In the following example, we use these spaces to correctly initialize a neural network with the appropriate input and output dimensions.
Note that the property n is only defined for discrete spaces and composite spaces containing discrete spaces only.
import jax
import flax.linen as nn
class Network(nn.Module):
n_actions: int
@nn.compact
def __call__(self, x):
x = nn.Dense(128)(x)
x = nn.relu(x)
x = nn.Dense(self.n_actions)(x)
return x
network = Network(env.action_space.n)
params = network.init(key, jax.numpy.zeros(env.observation_space.shape))
4. Basic Environment Lifecycle#
Interaction with the environment is done through the functional methods init, step, and reset, all of which require a JAX random key.
The environment state is can be initialized using init.
Note that there is a clear distinction between reset and init.
init only requires a random key as input and returns a new environment state and the initial timestep.

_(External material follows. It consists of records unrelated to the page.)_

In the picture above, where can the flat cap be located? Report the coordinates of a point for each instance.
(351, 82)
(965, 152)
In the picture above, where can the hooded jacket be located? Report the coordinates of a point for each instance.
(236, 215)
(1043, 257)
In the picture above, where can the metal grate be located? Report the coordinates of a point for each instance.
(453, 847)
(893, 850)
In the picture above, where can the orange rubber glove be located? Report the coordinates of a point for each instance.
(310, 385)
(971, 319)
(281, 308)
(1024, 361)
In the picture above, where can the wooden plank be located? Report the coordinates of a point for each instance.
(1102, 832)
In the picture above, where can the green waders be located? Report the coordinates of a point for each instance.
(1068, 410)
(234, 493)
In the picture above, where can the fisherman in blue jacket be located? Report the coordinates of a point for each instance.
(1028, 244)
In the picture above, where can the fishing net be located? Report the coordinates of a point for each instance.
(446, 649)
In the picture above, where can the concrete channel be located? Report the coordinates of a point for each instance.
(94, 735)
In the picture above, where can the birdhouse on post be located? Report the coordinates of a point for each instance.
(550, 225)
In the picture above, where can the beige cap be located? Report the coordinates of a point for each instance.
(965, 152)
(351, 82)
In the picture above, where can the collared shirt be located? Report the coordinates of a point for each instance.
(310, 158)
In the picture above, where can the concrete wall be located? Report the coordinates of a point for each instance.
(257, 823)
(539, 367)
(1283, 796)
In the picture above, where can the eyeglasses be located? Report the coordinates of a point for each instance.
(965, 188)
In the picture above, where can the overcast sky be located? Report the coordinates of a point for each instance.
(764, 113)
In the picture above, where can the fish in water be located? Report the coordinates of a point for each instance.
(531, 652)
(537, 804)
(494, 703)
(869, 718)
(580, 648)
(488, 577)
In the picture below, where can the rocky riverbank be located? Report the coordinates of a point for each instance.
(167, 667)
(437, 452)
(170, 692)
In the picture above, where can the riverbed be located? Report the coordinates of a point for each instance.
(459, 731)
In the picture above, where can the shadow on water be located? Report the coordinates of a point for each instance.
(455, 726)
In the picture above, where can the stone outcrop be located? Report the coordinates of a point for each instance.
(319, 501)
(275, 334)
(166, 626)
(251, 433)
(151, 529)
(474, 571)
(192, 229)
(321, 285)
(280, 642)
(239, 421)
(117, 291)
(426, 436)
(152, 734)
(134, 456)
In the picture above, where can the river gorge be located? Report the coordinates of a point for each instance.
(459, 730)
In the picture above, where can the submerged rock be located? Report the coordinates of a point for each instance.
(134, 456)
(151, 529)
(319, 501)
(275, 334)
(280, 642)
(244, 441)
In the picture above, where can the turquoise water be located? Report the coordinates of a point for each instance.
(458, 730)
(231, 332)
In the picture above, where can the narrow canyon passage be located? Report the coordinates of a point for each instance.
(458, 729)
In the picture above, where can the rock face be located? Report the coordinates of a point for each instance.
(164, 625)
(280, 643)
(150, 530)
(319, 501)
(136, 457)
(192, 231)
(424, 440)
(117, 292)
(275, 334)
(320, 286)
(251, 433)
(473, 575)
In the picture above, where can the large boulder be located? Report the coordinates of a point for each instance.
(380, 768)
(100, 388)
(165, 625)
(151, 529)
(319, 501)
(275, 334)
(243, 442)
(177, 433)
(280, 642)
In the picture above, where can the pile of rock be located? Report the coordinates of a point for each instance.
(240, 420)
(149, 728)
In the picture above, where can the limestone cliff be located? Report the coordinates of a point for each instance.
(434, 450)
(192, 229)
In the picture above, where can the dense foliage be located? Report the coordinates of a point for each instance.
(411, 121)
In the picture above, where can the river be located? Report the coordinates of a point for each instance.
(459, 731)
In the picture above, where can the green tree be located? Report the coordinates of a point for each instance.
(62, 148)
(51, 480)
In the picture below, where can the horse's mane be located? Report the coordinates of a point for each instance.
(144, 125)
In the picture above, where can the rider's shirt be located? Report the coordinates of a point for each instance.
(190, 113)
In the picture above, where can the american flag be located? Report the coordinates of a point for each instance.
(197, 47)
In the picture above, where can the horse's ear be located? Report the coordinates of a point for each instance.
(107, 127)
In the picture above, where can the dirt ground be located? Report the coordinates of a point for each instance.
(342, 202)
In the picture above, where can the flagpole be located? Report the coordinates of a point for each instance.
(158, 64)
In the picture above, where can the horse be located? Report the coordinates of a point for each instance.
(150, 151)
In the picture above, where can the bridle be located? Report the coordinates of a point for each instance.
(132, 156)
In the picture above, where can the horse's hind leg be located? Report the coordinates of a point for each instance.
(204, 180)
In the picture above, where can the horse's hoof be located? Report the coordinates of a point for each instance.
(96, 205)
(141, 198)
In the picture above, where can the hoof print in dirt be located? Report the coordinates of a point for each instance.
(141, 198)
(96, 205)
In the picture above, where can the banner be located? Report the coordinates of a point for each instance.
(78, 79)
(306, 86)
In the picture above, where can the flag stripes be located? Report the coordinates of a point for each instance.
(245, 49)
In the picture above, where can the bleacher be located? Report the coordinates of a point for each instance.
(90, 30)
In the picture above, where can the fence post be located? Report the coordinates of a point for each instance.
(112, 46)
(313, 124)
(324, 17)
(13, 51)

reset, on the other hand, requires both a random key and the current environment state as input, and it returns a new environment state and the initial timestep for a new episode.
The output of these functions is always a tuple of (EnvironmentState, Timestep). The EnvironmentState must be passed into the next step or reset call, as it contains the environment’s current internal data.
key = jax.random.PRNGKey(0)
key, key_init, key_step, key_reset = jax.random.split(key)
env_state, timestep = env.init(key_init)
action = env.action_space.sample(key_action)
env_state, timestep = env.step(key_step, env_state, action)
reset_env_state, reset_timestep = env.reset(key_reset, next_env_state)